AVONDALE, Ariz. — As Ross Chastain climbed out of his truck on pit road, he was bathed in the smoke of the burnout that Erik Jones had unleashed along the frontstretch. While the 17-year-old Jones became the youngest winner in NASCAR Camping World Truck Series history, the 20-year-old Chastain was left to rue one that got away.

Jones muscled past Chastain with nine laps remaining Friday, winning what turned into a duel between a pair of young drivers at Phoenix International Raceway. For Chastain, the sting of coming up short was bad enough — but there was also the realization that he might be running out of chances like he had on the desert mile, given that next week’s finale at Homestead-Miami Speedway will be his last start in his Brad Keselowski Racing truck.

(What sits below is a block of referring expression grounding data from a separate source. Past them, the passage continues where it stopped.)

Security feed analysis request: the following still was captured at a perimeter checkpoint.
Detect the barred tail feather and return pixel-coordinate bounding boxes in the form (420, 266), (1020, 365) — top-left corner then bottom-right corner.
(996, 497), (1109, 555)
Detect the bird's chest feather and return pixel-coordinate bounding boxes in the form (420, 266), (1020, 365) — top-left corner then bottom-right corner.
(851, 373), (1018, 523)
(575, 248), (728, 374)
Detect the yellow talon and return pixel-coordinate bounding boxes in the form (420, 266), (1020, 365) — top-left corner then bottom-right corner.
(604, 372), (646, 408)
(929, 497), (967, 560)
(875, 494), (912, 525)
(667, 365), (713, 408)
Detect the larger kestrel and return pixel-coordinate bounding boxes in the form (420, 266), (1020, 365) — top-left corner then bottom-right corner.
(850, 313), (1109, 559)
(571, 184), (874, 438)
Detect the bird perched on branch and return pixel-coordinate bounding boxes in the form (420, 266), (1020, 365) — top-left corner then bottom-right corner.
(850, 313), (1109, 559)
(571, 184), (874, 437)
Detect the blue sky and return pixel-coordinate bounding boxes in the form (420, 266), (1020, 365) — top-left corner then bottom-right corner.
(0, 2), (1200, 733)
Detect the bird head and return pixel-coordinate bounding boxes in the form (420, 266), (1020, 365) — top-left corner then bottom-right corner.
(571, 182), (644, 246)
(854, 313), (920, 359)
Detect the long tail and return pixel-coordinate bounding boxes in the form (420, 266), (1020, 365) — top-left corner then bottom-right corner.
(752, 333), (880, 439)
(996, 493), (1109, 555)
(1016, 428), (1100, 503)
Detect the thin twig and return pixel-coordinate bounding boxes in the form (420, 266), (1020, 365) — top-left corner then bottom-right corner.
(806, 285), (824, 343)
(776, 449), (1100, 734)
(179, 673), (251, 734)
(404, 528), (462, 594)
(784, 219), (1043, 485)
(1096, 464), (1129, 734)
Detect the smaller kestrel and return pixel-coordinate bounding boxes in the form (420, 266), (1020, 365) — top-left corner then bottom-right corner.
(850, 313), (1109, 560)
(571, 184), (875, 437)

"I realize now that these are my last two races," said Chastain, from Alva, Fla. "Homestead is it now, we’ve go to go down there and win if I’m going to have a shot to stay in this sport. We’ve at least got to go run good. Tonight we did everything but win. It’s no added pressure knowing that it’s the last race. It’s still in the back of your mind, though."

Friday marked the second runner-up finish for Chastain, who is making 14 starts this year in the No. 19 truck for BKR. Afterward, his team owner walked over to shake his hand and tell him he did a good job. Chastain led 63 laps and elbowed his way past Jones to retake the front spot with 31 laps remaining, but a caution for an accident involving Darrell Wallace Jr. and Timothy Peters gave the Kyle Busch Motorsports driver one last chance that he made the best of.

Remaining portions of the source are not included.